Introduction
Step into the realm of NBA Analytics, where the intersection of data and the basketball court creates an exhilarating blend of sports and statistical insights. In this age of technological progress, basketball has transcended the confines of the court, with teams and analysts leveraging data to secure a competitive advantage. Over the last few decades, basketball has become one of the world’s largest sports. Names like Jordan, Kobe, and LeBron now have worldwide recognition, and children of diverse cultures now grow up idolizing their favorite players and wearing their jerseys. This has become evident with the now-commonplace presence of non-American players within the NBA, America’s basketball league, and the world’s most elite.
For those unfamiliar with basketball, the sport involves two teams of five players who compete to pass a single ball through their respective hoops. A successful shot from close range awards a team two points, a shot from long-range (beyond the three-point arc) awards a team three points, and a penalty shot called a “free throw”, (given by the officials for a foul) awards a team one point. As the sport has developed, many established methods for scoring have emerged: layups, slam dunks, mid-range jumpers, alley-oops, floaters, finger rolls, hook-shots, three-point shots, etc.. Professional teams spend millions of dollars on research to increase their scoring efficiency. Also, similar amounts are spent in an effort to decrease the opposing team’s scoring efficiency, i.e. optimizing defensive schemes. With the recent rapid increase in computer power and the development of advanced methods, these practices have created a permanent data-centered community within the sport.
The ultimate goal, obviously, is to win the NBA championship. Only one of the thirty teams can win each year, and many organizations have never brought home the trophy throughout the league’s fifty-year existence. By contrast, there are some teams with multiple championships and some with dynastic periods of consecutive championships.

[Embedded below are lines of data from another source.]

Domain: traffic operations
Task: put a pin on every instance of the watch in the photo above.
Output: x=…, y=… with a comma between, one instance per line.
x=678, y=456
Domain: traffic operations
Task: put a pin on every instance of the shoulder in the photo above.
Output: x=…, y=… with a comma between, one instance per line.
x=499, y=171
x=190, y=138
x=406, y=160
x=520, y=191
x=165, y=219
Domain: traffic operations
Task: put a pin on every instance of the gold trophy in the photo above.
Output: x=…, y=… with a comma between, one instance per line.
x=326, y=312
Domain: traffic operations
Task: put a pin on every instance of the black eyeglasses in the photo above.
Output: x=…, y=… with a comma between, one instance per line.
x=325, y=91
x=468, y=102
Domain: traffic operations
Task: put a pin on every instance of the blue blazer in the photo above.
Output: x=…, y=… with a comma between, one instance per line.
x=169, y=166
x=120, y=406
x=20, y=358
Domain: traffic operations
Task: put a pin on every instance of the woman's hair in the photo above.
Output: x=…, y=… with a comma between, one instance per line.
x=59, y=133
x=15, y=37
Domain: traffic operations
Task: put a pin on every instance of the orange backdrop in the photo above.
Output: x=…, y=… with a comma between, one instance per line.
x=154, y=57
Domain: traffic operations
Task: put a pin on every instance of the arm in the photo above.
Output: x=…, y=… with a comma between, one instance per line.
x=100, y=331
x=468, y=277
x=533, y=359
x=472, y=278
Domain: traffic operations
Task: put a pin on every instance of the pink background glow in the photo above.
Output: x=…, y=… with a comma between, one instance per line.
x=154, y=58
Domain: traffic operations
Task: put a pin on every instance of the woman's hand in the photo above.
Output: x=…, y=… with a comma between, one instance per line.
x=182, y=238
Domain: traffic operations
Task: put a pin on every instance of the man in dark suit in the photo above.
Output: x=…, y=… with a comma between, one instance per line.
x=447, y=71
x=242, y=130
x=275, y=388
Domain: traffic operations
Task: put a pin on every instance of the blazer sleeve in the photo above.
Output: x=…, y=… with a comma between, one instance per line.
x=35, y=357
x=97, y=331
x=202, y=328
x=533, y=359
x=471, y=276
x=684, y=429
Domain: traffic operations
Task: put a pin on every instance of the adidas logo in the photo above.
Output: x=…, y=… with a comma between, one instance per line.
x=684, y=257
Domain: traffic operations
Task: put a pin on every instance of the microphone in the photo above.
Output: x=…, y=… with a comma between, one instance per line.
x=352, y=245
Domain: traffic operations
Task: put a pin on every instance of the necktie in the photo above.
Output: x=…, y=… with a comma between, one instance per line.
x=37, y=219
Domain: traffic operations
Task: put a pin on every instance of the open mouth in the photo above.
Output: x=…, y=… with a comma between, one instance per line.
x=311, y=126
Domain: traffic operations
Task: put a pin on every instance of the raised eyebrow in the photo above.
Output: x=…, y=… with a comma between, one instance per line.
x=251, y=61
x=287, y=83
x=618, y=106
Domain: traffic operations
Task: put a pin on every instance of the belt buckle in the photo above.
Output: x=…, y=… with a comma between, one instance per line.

These discrepancies are the primary motivating factor for the sport’s turn towards a data-centric development approach: any edge that a less-successful team can secure may be the deciding factor that allows it to win a championship. One example of data fuelling a change in the game is the rise of the three-point shot and the subsequent rise of the Golden State Warriors from one of the league’s worst teams to the dynastic juggernaut they are today.
Once dominated by the big men of the ’90s and early oughts, today’s game is primarily focused on distance shooting: the 3-point shot that awards a team an additional point. Contrary to the intuition of previous generations, many of the league’s tallest players are now valued for their shooting ability over their physical superiority in the paint (the area most proximal to the hoop). There has been much debate in recent years over whether this shift has degraded the sport. (One often hears the refrain “Steph broke basketball”, referring to the outstanding 3-point shooting ability of multi-MVP-award-winner Stephen Curry of the Golden State Warriors.) Thankfully, basketball is one of the most quantitatively documented sports, so we can turn to recorded data to shed some light on this debate as well.
The goal of this project is to explore how statistical theory can be applied to the vast amount of NBA data at our fingertips. Also, it is a good practice to get a better understanding and feel of the data, in order to then explore the more nuanced topics within the chosen topic. For example, the plot below visualizes the possible momentum effect of successfully performing a slam dunk. Dunks are entertaining to watch, and often seem to impart a boost in momentum for the dunker’s team. But does the data substantiate that boost? This, along with much more, are areas of interest within the project.